Now, one thing that happens when you get good at, at this is that green time of engineering work becomes your team's premium time. Um, and groups that see that your, your team doesn't, uh, is not busy on toil all the time. There could be, uh, instances where teams try to just dump more of their toil, work on you. And this is where the next step of what we implemented comes into play. Um, we wanted to make sure that we were selective with the work that we took on, um, because once you free up that time and you have, you have that time to work, um, you have a choice. You can either bring on work that actually helps make your team stronger, or you can take whatever's dumped onto you. And I love this quote by Damon Edwards, which, which illustrates this. If an SRE team cannot regulate its own workload, it becomes the aggrieved party.

00:21:00

It becomes the, the group that no matter what, no matter how bad a, an offering a software engineering team, uh, throws over the wall and gives to you, uh, you have to take it, you have to support it. Um, in software strategy and transformation, as the leader of this SRE group, I stopped that.

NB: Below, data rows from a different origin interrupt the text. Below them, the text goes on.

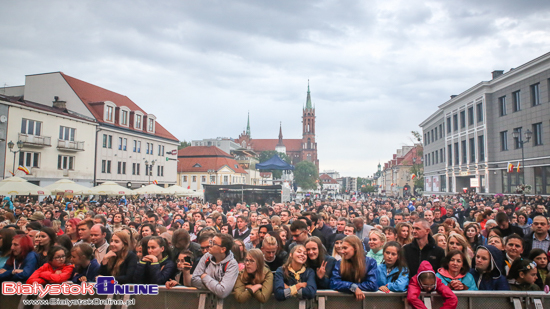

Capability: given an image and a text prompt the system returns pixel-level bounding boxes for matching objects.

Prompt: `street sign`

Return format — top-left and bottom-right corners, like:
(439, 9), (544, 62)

(167, 149), (177, 155)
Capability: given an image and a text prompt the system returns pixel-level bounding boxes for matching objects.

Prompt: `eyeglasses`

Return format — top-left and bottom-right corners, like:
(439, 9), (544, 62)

(200, 245), (212, 251)
(291, 231), (305, 239)
(53, 255), (66, 260)
(420, 283), (435, 289)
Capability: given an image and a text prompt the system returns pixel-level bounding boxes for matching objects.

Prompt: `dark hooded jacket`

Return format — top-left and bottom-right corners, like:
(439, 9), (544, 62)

(468, 245), (509, 291)
(407, 261), (457, 309)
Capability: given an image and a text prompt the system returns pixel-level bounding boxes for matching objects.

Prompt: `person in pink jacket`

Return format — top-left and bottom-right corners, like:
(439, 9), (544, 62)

(407, 261), (458, 309)
(27, 246), (74, 285)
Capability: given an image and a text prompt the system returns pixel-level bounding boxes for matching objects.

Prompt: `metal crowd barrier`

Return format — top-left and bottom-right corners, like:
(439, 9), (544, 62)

(2, 286), (550, 309)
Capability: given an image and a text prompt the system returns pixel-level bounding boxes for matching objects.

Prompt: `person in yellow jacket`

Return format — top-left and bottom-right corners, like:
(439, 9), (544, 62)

(233, 249), (273, 303)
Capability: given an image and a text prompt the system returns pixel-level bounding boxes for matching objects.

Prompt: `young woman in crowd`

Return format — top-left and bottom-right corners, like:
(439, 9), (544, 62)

(433, 233), (447, 250)
(528, 249), (549, 289)
(367, 229), (386, 264)
(274, 244), (317, 301)
(332, 234), (346, 261)
(35, 227), (57, 267)
(515, 212), (532, 236)
(166, 250), (194, 288)
(0, 235), (38, 283)
(27, 246), (74, 284)
(99, 231), (137, 284)
(234, 249), (273, 303)
(446, 233), (473, 266)
(330, 235), (378, 300)
(376, 241), (409, 293)
(0, 229), (15, 268)
(232, 242), (246, 271)
(464, 223), (485, 252)
(65, 218), (81, 243)
(395, 223), (412, 246)
(305, 236), (335, 289)
(507, 258), (540, 291)
(469, 245), (509, 290)
(70, 243), (100, 283)
(138, 223), (157, 240)
(487, 235), (505, 251)
(436, 250), (477, 290)
(112, 213), (126, 233)
(134, 236), (175, 285)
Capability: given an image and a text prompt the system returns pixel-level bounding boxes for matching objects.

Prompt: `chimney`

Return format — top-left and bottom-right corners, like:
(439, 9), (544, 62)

(52, 96), (67, 110)
(492, 70), (504, 79)
(450, 95), (457, 99)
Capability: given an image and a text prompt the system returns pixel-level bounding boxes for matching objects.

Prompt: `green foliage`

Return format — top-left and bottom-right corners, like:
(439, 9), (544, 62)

(178, 141), (191, 150)
(411, 131), (422, 143)
(410, 161), (424, 191)
(258, 151), (291, 179)
(361, 185), (376, 193)
(294, 161), (319, 190)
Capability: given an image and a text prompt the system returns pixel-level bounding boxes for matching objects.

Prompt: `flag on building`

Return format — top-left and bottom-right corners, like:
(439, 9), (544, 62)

(411, 174), (416, 180)
(18, 166), (30, 175)
(507, 162), (514, 173)
(152, 180), (158, 185)
(517, 161), (521, 173)
(9, 171), (14, 176)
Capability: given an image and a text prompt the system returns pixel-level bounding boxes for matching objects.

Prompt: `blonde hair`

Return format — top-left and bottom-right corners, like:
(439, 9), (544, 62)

(396, 222), (413, 245)
(241, 249), (266, 285)
(446, 233), (472, 266)
(369, 229), (387, 246)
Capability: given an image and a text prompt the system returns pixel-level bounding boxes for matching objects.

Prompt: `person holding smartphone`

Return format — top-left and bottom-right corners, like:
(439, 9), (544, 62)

(166, 250), (194, 288)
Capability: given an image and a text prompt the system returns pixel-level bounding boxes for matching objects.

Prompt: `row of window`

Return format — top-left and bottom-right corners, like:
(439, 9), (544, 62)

(424, 135), (486, 167)
(104, 106), (155, 132)
(21, 119), (78, 142)
(424, 123), (444, 145)
(502, 166), (550, 194)
(101, 160), (165, 176)
(498, 82), (542, 117)
(102, 134), (166, 156)
(500, 123), (543, 151)
(425, 103), (484, 146)
(18, 152), (74, 170)
(182, 175), (246, 183)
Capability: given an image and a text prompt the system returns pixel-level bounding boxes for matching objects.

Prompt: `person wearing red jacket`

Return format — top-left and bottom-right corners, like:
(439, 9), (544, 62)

(27, 246), (74, 285)
(407, 261), (457, 309)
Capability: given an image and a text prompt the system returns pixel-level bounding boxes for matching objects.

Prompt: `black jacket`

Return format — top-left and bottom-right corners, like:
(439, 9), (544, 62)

(133, 255), (176, 285)
(493, 224), (524, 238)
(99, 251), (138, 284)
(403, 234), (445, 277)
(265, 251), (288, 272)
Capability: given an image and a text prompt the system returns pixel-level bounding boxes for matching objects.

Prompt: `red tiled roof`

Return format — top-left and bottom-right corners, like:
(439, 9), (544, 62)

(177, 146), (247, 174)
(249, 139), (302, 152)
(320, 174), (338, 184)
(60, 72), (178, 142)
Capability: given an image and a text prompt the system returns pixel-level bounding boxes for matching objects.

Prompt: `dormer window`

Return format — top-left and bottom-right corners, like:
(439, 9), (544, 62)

(148, 118), (154, 132)
(193, 163), (202, 168)
(135, 114), (142, 129)
(121, 110), (128, 126)
(106, 106), (114, 122)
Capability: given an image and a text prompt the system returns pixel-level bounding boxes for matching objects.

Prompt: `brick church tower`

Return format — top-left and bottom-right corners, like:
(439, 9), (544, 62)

(302, 81), (319, 169)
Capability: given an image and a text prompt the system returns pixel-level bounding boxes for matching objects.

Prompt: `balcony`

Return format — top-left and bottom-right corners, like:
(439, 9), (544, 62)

(57, 139), (85, 151)
(18, 133), (51, 147)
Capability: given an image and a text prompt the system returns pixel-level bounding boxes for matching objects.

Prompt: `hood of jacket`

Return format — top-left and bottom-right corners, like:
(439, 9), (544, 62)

(416, 260), (437, 290)
(474, 245), (504, 279)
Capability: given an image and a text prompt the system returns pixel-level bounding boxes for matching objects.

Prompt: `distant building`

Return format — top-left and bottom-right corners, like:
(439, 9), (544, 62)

(320, 174), (340, 194)
(339, 177), (357, 193)
(379, 145), (422, 197)
(322, 170), (340, 181)
(191, 137), (241, 155)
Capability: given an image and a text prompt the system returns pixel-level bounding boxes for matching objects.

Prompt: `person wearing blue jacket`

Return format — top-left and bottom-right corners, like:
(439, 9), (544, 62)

(0, 234), (39, 283)
(134, 236), (176, 285)
(305, 237), (336, 289)
(376, 242), (409, 292)
(274, 244), (317, 300)
(70, 243), (100, 283)
(436, 250), (478, 291)
(469, 245), (510, 290)
(330, 235), (378, 300)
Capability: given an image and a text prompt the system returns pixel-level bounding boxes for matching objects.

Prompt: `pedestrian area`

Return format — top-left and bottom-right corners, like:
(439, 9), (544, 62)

(2, 287), (549, 309)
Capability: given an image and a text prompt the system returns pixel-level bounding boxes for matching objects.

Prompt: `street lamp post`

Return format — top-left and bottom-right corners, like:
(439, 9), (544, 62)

(512, 129), (532, 178)
(7, 140), (24, 177)
(144, 159), (156, 184)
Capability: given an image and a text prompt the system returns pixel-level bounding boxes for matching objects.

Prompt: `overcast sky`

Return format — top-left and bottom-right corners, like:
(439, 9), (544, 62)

(1, 1), (550, 177)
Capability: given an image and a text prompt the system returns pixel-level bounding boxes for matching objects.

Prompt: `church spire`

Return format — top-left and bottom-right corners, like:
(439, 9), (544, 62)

(277, 122), (284, 146)
(246, 111), (251, 137)
(305, 80), (313, 110)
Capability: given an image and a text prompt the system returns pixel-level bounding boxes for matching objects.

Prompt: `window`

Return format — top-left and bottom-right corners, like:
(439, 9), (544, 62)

(439, 124), (443, 138)
(426, 132), (430, 145)
(453, 114), (458, 131)
(192, 176), (197, 182)
(513, 127), (522, 149)
(148, 118), (154, 131)
(133, 140), (137, 152)
(533, 122), (543, 146)
(431, 129), (434, 143)
(158, 145), (162, 156)
(476, 102), (483, 122)
(107, 135), (112, 149)
(454, 142), (459, 165)
(499, 96), (507, 116)
(117, 162), (127, 174)
(138, 141), (141, 153)
(103, 134), (107, 148)
(502, 170), (524, 194)
(469, 138), (475, 163)
(106, 106), (114, 121)
(461, 140), (467, 164)
(425, 155), (428, 166)
(119, 137), (123, 150)
(500, 131), (508, 151)
(146, 143), (150, 154)
(531, 83), (540, 106)
(135, 115), (142, 129)
(478, 135), (485, 162)
(19, 152), (39, 168)
(447, 117), (451, 133)
(468, 107), (474, 125)
(59, 126), (75, 141)
(118, 162), (122, 174)
(431, 152), (434, 165)
(534, 167), (550, 195)
(21, 119), (42, 136)
(101, 160), (111, 173)
(202, 176), (206, 182)
(210, 176), (215, 183)
(440, 148), (444, 163)
(157, 166), (164, 177)
(123, 138), (127, 151)
(121, 110), (128, 125)
(440, 175), (447, 192)
(58, 155), (74, 170)
(132, 163), (141, 175)
(434, 127), (438, 141)
(512, 91), (521, 112)
(183, 176), (188, 182)
(435, 150), (438, 164)
(151, 143), (153, 155)
(460, 111), (465, 128)
(448, 144), (452, 165)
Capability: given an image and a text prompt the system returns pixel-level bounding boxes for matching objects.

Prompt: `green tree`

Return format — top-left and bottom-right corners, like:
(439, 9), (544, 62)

(294, 161), (319, 191)
(258, 151), (291, 179)
(361, 185), (376, 193)
(411, 131), (422, 143)
(178, 140), (191, 150)
(409, 148), (424, 192)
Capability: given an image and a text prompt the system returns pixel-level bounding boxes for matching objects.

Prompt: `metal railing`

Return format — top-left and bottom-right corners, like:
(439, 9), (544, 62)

(57, 139), (85, 151)
(2, 286), (549, 309)
(18, 133), (51, 147)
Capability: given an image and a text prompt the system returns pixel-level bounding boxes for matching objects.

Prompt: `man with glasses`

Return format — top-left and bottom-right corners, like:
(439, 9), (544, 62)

(286, 220), (309, 252)
(191, 233), (239, 299)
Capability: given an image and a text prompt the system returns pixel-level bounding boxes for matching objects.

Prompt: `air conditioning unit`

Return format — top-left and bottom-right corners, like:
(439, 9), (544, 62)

(63, 169), (69, 177)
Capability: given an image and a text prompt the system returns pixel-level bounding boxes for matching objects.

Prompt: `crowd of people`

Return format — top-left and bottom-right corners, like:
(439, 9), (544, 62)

(1, 193), (550, 309)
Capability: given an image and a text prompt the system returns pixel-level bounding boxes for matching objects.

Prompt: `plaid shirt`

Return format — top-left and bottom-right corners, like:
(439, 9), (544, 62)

(532, 233), (550, 252)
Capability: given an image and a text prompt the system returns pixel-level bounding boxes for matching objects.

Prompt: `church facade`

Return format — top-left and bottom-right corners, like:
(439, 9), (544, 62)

(235, 84), (319, 169)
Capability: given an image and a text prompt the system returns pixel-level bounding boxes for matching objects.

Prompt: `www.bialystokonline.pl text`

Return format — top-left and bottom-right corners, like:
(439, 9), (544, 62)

(22, 297), (136, 307)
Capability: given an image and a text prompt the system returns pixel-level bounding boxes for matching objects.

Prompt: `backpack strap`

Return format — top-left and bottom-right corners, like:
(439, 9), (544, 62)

(204, 257), (229, 273)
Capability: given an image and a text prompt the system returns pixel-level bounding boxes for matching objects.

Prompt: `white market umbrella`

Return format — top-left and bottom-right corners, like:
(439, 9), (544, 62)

(134, 184), (171, 195)
(44, 179), (93, 195)
(166, 185), (195, 196)
(90, 181), (135, 196)
(0, 176), (51, 195)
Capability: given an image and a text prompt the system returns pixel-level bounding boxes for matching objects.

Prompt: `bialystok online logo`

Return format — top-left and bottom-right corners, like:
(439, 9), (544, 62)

(2, 276), (159, 298)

I did not just say we'll take anything that a software engineering group gives to us. Instead, we started creating a maturity model that allowed us to determine what work we wanted to take on. So we looked at it like this. What if handing off to our SRE group was not a right, but something that needed to be earned. We started treating our SRE group as a premium service that people would want to offload their work to, but it has to do things in order to do so. Um, a benefit is it encourages standards.

00:21:49

It encourages teams to not be as snowflake. And it allows us to get the benefits of economies of scale working with, you know, if the team is using promethium, you know, that's something we're really strong at. So we'll, that's, that's a checkbox. We'll take a team on, as long as they're, they're putting out good end points that we can scrape with with Promethease. Um, if, if, uh, they're using containers, a good containerization strategy that fits in with ours, you know, it makes it that much easier for us to support that. Um, if they don't, what we can do is send one of our engineers, our SRE engineers, to work on that team for a while and find out is it possible to get this team to align with what we, with what we're willing to take on? If so we do that. If w if not, we say you'll, you'll have to either find another team or continue to work in dev ops fashion on your own.

00:22:42

Um, so just to recap what we went over, uh, in, in this presentation, um, building confidence in your SRE team can be happened when you, uh, build your teams automation skills, or at least that's what we did. Uh, we were able to get teams to trust us more by giving them wins with, with the strength that we already had with automation. All right, we track down and eliminate toil. You know, if you become a really popular SRE team, you're not going to want to spend all your time on toil and, you know, overloading your engineers on that work. Instead, you want them to be able to find some joy and some engineering work to really solve problems that come, come to them. And third, we were selective about our workload. It's one of the only ways that you can make sure that you have that time for engineering work.

00:23:33

All right. So that's, that's where our team is now. The SRE team that I lead is now, um, and our next step that we're going to take could use a lot of conversation with you, people and possibly get some advice. Um, the help that I'm looking for at this point is who's actually doing error budgets for real out there who has created a good relationship with your software engineer team. In order to say, you know, there are error budgets that we have in place, and if you fall below those standards, there are consequences. Um, we've tried it in the past. Uh, and quite frankly, uh, priorities would always weigh out over what we called, error budgets, what we called important. So I'd love to see how you got leadership to really buy in and how you got individual contributors to be okay with this SRE team. Being able to set standards of quality to the point where they could say stop creating new features and start working on the errors that you're creating as a group. And with that, I say, thank you so much. And I hope you can build your own, uh, confidence in your SRE team. Thank you.